O Brasil assinou uma declaração que condena Israel por medidas que expandem a presença israelense na Cisjordânia. No total, 85 países assinaram o documento.
A carta conjunta foi apresentada nas Nações Unidas pelo embaixador da Palestina, Riyad Mansour, na terça-feira (17).
“Condenamos veementemente as decisões e medidas unilaterais de Israel que visam expandir a presença ilegal do país na Cisjordânia. Tais decisões são contrárias às obrigações de Israel nos termos do direito internacional e devem ser imediatamente revertidas. Sublinhamos, a esse respeito, a nossa firme oposição a qualquer forma de anexação”, afirma o documento.
A declaração na ONU é uma resposta a uma decisão de Israel que aprovou o registro de assentamentos judaicos na Cisjordânia, no último domingo (15).
A medida foi apresentada pelo ministro das Finanças, Bezalel Smotrich, pelo ministro da Justiça, Yariv Levin, e pelo ministro da defesa, Israel Katz, com o objetivo de regular as propriedades agrícolas dos israelenses na região.
O Brasil, junto com os outros 84 países, acusaram Israel de violar o direito internacional e resoluções da ONU.
Entre as nações que assinaram o documento, estão Reino Unido, Itália, Indonésia, Turquia, Espanha e a União. Já os Estados Unidos e Argentina não estão entre os signatários.
Em nota, o Itamaraty declarou que a presença de Israel na Cisjordânia é ilegal e que as recentes medidas para o registro dos assentamentos judaicos devem ser “imediatamente revertidas”.
“Reiteramos a nossa rejeição a todas as medidas destinadas a alterar a composição demográfica, o caráter e o status do Território Palestino Ocupado desde 1967, incluindo Jerusalém Oriental. Tais medidas violam o direito internacional, minam os esforços em curso em prol da paz e da estabilidade na região, vão de encontro ao Plano Abrangente e colocam em risco a perspectiva de alcançar um acordo de paz que ponha fim ao conflito”, afirmou.
O secretário-geral das Nações Unidas, António Guterres, também condenou a decisão do governo israelenses, em discurso na ONU.

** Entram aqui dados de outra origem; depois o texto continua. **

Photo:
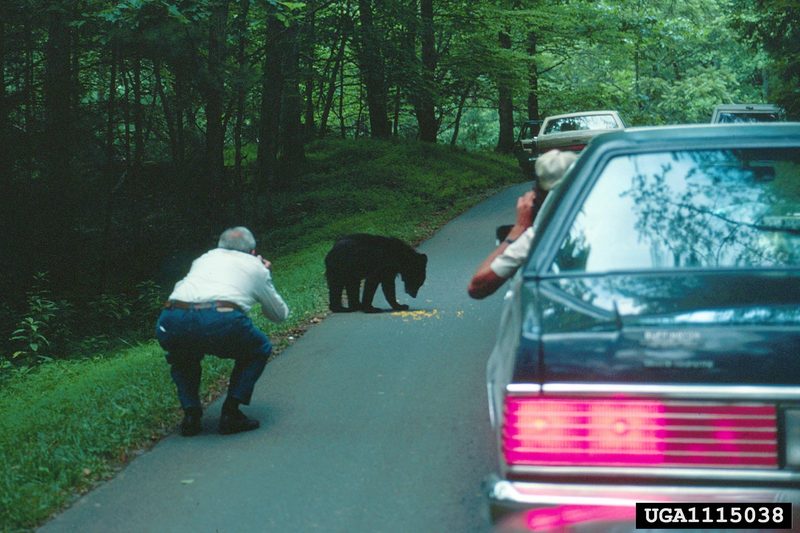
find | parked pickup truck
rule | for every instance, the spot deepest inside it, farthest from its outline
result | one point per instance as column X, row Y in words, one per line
column 573, row 131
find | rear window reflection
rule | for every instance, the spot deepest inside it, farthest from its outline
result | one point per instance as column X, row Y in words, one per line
column 709, row 209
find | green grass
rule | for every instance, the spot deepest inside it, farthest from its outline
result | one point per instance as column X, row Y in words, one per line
column 70, row 424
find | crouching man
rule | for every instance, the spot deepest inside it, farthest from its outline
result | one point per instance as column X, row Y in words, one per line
column 207, row 314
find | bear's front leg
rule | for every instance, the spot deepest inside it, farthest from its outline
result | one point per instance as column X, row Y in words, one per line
column 390, row 294
column 335, row 296
column 370, row 286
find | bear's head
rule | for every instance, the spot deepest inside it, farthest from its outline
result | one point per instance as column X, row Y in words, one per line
column 413, row 273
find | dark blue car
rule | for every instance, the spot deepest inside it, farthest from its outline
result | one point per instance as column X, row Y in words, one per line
column 649, row 350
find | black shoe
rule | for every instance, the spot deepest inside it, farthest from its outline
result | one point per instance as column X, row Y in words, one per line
column 236, row 422
column 192, row 422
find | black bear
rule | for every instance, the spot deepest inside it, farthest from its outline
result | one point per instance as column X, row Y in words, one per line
column 376, row 259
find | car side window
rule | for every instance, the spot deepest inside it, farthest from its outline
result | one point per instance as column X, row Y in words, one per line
column 712, row 208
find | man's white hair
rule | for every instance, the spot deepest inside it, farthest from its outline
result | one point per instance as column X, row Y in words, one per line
column 239, row 238
column 551, row 167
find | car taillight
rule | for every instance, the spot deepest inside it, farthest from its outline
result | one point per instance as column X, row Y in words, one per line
column 638, row 432
column 574, row 148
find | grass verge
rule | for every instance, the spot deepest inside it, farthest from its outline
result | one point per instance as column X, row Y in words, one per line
column 71, row 424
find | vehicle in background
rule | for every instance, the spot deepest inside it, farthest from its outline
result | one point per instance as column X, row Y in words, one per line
column 737, row 113
column 573, row 131
column 525, row 146
column 648, row 349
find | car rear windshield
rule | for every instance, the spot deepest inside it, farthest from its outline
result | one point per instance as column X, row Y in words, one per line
column 585, row 122
column 731, row 117
column 705, row 209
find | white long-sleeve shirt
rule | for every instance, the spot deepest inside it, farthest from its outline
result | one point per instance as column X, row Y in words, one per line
column 508, row 262
column 231, row 276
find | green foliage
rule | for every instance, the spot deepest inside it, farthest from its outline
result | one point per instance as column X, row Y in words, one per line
column 32, row 338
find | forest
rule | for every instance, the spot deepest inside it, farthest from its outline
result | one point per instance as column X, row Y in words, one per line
column 132, row 131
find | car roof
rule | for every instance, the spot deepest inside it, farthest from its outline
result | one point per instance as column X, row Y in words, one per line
column 657, row 138
column 747, row 107
column 583, row 114
column 699, row 133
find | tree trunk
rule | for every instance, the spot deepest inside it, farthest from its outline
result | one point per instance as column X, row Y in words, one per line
column 425, row 108
column 307, row 47
column 293, row 152
column 372, row 66
column 5, row 127
column 59, row 192
column 331, row 91
column 533, row 79
column 271, row 84
column 138, row 113
column 215, row 131
column 505, row 143
column 457, row 123
column 169, row 117
column 241, row 92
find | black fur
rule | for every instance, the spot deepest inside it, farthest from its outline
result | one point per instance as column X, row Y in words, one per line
column 377, row 260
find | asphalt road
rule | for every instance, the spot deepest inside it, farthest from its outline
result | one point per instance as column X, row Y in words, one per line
column 369, row 423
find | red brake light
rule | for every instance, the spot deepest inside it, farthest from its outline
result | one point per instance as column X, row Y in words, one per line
column 638, row 432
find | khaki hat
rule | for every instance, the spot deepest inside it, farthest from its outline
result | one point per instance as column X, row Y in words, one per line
column 552, row 166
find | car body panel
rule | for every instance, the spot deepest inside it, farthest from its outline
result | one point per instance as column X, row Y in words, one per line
column 729, row 335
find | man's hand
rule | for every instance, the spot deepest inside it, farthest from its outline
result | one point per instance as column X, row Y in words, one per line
column 525, row 210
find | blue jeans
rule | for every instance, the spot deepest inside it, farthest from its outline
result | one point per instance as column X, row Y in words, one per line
column 189, row 334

“Condeno a decisão do governo israelense de retomar os procedimentos de registro de terras na Cisjordânia ocupada. Essa decisão pode levar ao desapossamento de palestinos de suas propriedades e corre o risco de expandir o controle ilegal de Israel sobre terras na região. Apelo a Israel para que reverta essas medidas e a todos para que preservem o único caminho para uma paz duradoura: uma solução negociada de dois Estados, em conformidade com o direito internacional”, afirmou Guterres.
Direito às terras
Durante uma sessão do Conselho de Segurança da ONU sobre o Oriente Médio na quarta-feira (18), o ministro das Relações Exteriores Gideon Sa'ar rebateu as críticas e ressaltou o direito do povo judeu às terras na Cirjordânia.
"Onde mais poderia estar senão nesta terra, com a qual por mais de 3.000 anos estiveram intimamente e profundamente associados?", disse Gideon.

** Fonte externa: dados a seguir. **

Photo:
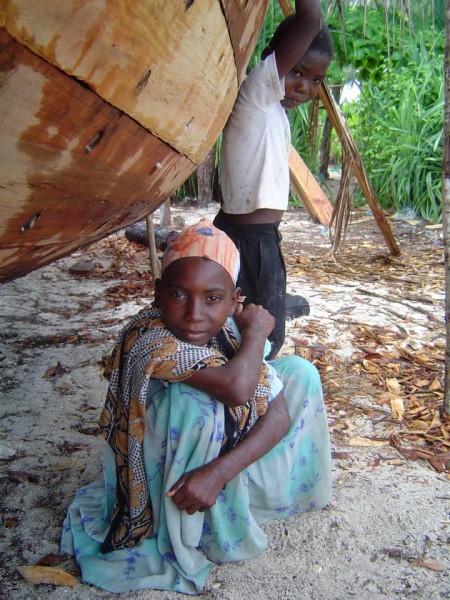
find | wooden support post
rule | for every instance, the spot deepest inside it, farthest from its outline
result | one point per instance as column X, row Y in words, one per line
column 154, row 262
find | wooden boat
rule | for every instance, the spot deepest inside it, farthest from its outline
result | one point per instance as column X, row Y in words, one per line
column 106, row 108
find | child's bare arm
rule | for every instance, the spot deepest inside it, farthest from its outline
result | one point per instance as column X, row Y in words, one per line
column 296, row 41
column 198, row 490
column 233, row 384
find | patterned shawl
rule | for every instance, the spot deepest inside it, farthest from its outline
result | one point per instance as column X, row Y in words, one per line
column 146, row 350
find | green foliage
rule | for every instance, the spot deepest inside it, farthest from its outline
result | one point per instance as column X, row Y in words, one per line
column 398, row 125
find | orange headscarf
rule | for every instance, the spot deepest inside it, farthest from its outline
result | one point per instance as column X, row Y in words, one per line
column 204, row 240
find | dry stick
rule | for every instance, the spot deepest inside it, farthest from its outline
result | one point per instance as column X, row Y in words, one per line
column 338, row 121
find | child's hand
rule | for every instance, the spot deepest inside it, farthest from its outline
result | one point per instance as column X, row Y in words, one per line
column 254, row 317
column 197, row 490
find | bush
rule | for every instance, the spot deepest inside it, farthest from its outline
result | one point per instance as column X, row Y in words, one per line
column 398, row 127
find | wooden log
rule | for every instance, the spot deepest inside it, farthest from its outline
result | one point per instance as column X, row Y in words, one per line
column 309, row 191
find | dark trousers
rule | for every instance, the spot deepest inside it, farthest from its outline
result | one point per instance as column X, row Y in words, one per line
column 262, row 276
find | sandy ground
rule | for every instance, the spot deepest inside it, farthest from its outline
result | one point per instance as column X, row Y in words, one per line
column 385, row 535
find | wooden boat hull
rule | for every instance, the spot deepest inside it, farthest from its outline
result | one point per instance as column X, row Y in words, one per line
column 105, row 109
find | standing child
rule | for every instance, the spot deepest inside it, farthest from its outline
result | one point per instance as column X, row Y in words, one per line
column 254, row 172
column 205, row 439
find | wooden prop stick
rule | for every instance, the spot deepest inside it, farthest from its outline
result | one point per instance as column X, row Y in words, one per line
column 154, row 262
column 345, row 137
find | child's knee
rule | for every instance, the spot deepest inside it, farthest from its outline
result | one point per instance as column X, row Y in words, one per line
column 293, row 365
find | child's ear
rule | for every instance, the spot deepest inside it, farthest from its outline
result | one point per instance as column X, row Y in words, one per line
column 234, row 301
column 157, row 300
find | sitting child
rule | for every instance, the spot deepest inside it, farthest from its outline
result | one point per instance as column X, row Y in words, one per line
column 206, row 440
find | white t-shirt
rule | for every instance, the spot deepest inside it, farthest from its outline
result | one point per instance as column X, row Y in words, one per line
column 256, row 142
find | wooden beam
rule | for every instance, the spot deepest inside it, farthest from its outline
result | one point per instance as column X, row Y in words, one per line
column 345, row 137
column 309, row 191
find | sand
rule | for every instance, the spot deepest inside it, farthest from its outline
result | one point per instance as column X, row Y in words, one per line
column 385, row 534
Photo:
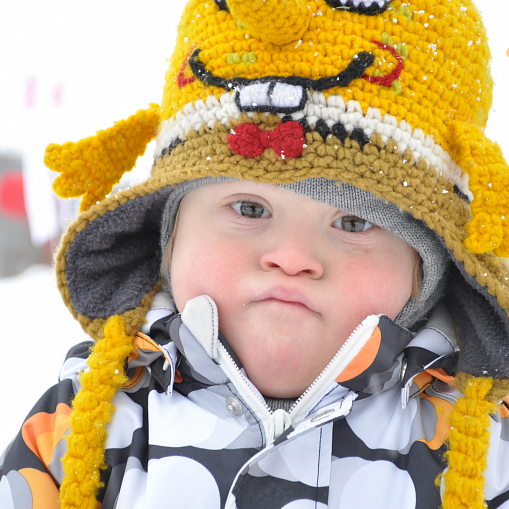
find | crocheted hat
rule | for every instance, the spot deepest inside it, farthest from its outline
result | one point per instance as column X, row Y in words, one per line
column 389, row 97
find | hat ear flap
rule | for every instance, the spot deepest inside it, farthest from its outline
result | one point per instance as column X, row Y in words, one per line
column 488, row 181
column 92, row 166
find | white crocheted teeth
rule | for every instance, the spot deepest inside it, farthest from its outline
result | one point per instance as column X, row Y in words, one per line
column 270, row 96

O ministro citou a Declaração Balfour, que influenciou a criação do Estado de Israel em 1947.
"Em 1917, o governo britânico publicou a histórica Declaração Balfour para estabelecer um lar nacional para o povo judeu em nossa terra”, lembrou ele.
“A alegação de que israelenses não podem viver na Judeia e Samaria (Cisjordânia) não é apenas inconsistente com o direito internacional e com a própria Declaração Balfour britânica, mas também é moralmente distorcida. Como os judeus podem viver em Londres, Paris ou Nova York, mas não no berço da nossa civilização?".
Gideon Sa'ar declarou que há uma "obsessão hipócrita contra a presença judaica no coração de nossa pequena terra”.